Though we'd always planned on driving through the Altay, as I looked at the map more closely I realized for the first time that it would involve a lot of backtracking to do so. Thinking about the problems that have been worrying me lately, I began to formulate a plan. We should just go straight into Mongolia now!
Previously, we'd intended on entering Mongolia from the north, around lake Baikal. We'd sell our car, perhaps in Irkutsk, and then ride our bikes across the border. However, this idea is currently fraught with numerous logistical issues. The more research I do about Mongolia, the more I become aware that we've messed up our seasons yet again.
We're too slow. If we stick to the "plan", by the time we start cycling there it will be well into September. We'd finish in October when there will most likely be snow and temperatures well below freezing. Tyler doesn't seem to care, saying things like, "Well, we'll cross that icy, raging river when we get to it!"
In some ways, he is right. I've learned that most places aren't intimidating or extreme once you "get to know them" (driving across big bad Siberia is actually quite easy, and I feel confident that doing on bikes wouldn't be so tough either). And yet, I don't think we should take Mongolian winter lightly.
I know there are people out there who cycle in winter for long periods of time. I'm not sure I want to.

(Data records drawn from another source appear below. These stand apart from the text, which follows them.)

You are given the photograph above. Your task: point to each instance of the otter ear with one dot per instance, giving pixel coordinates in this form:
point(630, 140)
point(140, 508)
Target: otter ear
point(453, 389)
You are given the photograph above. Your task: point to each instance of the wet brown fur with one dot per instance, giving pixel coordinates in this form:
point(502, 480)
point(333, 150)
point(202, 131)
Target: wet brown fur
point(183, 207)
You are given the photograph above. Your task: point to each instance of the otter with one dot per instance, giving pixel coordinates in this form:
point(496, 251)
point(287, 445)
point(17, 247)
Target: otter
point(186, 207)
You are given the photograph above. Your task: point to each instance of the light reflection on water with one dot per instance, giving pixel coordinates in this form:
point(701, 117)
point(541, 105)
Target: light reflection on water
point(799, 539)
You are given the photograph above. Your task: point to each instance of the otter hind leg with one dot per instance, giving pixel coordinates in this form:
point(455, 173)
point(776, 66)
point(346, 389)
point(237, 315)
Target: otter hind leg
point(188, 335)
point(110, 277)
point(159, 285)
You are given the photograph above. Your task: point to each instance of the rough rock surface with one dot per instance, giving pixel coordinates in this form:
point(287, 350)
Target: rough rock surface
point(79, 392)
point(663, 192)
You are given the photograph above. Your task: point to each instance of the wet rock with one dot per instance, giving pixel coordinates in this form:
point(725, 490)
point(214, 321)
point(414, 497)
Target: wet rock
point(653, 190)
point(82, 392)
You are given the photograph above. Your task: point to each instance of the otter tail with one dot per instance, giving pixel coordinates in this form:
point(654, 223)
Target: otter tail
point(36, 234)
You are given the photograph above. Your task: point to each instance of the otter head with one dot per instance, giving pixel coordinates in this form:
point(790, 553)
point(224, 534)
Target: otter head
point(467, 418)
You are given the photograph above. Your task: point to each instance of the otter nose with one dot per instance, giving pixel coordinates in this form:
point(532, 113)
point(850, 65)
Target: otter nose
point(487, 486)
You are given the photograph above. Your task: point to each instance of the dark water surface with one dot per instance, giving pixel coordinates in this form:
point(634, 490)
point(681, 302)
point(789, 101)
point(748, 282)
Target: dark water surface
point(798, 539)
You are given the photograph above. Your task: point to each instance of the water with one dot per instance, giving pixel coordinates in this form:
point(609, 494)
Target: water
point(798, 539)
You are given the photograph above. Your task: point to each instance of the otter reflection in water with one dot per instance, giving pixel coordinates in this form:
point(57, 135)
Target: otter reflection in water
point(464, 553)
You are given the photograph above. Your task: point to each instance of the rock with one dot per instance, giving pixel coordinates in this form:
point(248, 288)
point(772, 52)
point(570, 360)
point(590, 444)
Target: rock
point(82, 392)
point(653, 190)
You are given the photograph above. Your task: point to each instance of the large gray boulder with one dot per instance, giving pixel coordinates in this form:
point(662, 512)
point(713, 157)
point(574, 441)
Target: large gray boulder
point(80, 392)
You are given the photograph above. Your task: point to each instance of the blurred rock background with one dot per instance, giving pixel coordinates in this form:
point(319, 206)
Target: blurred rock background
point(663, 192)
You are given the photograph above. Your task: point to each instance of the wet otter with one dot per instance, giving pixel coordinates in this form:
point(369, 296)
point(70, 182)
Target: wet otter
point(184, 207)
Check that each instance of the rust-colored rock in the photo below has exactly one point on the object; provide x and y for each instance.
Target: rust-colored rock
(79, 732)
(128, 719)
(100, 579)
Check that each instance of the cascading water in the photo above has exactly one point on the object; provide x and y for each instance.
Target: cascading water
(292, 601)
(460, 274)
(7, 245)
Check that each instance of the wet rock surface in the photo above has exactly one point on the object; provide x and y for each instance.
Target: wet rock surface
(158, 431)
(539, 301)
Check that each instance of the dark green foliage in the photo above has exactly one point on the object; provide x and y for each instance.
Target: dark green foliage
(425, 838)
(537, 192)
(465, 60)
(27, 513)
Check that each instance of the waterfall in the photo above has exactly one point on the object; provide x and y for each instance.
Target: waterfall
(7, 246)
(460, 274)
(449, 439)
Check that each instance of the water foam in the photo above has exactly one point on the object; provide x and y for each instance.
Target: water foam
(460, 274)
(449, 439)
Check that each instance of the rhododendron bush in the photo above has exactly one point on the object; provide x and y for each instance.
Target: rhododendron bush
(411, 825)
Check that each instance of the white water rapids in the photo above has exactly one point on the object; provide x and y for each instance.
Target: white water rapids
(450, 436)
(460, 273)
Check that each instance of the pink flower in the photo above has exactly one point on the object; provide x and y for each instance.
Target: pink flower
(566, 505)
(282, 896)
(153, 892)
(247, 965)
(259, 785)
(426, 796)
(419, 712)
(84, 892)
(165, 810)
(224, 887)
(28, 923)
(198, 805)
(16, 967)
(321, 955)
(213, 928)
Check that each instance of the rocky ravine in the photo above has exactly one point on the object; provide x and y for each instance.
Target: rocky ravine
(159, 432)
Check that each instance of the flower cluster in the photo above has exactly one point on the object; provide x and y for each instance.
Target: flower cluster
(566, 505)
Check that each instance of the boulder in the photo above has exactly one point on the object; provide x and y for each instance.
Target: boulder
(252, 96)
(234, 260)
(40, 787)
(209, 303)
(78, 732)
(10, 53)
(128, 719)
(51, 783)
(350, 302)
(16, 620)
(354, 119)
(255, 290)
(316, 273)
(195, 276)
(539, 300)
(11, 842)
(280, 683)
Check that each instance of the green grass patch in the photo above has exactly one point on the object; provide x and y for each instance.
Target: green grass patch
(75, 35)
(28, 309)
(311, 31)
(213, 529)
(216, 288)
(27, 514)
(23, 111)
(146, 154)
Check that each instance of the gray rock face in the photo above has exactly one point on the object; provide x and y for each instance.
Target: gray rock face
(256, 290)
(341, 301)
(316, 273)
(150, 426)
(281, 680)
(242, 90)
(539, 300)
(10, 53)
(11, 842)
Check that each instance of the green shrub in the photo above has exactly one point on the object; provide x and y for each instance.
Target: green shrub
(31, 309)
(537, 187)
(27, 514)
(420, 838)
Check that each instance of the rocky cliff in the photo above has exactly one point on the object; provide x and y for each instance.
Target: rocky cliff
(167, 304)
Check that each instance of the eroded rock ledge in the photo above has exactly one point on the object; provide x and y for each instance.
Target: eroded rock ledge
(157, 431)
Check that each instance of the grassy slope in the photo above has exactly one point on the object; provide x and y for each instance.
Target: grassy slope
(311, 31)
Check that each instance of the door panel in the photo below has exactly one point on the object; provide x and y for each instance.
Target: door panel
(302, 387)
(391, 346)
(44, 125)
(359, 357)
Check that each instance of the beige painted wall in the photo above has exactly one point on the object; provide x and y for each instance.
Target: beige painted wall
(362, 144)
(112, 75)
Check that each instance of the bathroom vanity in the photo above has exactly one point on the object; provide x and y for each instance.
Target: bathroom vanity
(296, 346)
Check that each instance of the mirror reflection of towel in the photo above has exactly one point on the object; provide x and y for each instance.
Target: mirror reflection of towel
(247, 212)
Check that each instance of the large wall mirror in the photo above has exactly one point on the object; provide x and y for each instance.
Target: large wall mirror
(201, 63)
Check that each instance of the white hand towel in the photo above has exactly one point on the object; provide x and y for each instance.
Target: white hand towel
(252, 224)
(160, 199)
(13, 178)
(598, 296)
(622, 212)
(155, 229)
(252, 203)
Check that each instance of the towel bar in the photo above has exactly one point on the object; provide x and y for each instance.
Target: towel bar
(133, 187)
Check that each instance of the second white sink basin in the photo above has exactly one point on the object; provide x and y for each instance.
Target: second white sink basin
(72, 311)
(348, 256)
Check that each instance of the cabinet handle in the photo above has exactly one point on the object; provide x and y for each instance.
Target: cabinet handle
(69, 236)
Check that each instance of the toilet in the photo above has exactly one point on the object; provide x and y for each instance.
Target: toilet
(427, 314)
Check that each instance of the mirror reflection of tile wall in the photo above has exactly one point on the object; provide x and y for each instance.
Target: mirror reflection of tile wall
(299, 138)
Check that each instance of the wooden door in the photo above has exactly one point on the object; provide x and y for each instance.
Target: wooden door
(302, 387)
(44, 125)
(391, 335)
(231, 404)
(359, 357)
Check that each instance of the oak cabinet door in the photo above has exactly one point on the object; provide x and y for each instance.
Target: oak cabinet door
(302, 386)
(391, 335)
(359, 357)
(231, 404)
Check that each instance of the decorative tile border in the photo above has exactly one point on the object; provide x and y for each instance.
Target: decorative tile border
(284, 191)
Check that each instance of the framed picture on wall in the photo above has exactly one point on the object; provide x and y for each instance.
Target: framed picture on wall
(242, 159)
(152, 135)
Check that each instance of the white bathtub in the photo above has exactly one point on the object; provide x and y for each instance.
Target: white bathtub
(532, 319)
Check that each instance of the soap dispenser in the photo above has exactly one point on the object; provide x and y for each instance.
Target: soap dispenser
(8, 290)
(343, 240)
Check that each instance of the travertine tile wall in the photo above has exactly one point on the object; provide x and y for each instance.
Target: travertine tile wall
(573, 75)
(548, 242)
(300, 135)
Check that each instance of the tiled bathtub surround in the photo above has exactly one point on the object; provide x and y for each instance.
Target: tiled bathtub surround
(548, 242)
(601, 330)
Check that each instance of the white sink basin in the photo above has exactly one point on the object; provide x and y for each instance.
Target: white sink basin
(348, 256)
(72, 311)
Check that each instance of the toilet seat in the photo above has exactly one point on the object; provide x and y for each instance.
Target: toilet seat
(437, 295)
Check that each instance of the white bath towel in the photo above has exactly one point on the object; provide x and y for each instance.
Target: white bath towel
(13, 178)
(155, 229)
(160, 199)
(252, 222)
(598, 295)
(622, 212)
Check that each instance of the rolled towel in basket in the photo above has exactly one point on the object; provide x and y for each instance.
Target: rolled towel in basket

For now, a January ride in the mountains of southern Italy is about as wintry as I get on a bicycle. I know I could do it, and I know we would survive, but I'm not sure I would enjoy myself very much. I've gotten "HARDCORE!" but I'm not sure I'm that extreme. I really don't know.
For me, Mongolia remains a conundrum. Tyler is, as always, unconcerned.
I'm a little disappointed that we're "behind," but I am overwhelmingly glad we took it really slowly, giving us time to have some truly rich experiences we wouldn't have had otherwise. Some of my favorite things happened simply because we were able to remain so flexible! Things like making dear friends in Munich, spending time with them in Berlin, visiting the Arctic Circle, and meeting some awesome Finns.
So, I had a bit of an ah-ha moment as I looked at the map this morning. Why not drive through Mongolia? Why not take this beautiful road all the way to the border and see if they won't let us into their country? This simple little plan would single-handedly wipe out a good deal of our major "unknowns" and fit very nicely into our lives.
And thus, as we packed up from our hotel and left crowded Novosibirsk, driving towards the Altay, we talked about my idea and made a tentative plan. We're not going to backtrack if we don't have to. We'll cross the border, hope they won't want a carnet de passage (reports vary on this subject) and drive to Ulaan Bator.
Selling the car is tricky in Mongolia (well, it's tricky everywhere) so we'd simply exit the country, and do it near Irkutsk as planned. After all, we have multi-entry visas and we might as well use them! Tentative plan under our belts, I felt a lot more relaxed, able to focus on the scenery around us. No mountains yet, but rolling green hills and the golden light of late afternoon.
When it was time to settle down, we drove along country roads past farmer's fields until we found the right place.
Safely in our tent, yellow leaves tumbled down to meet us. It is, without a doubt, autumn in Siberia.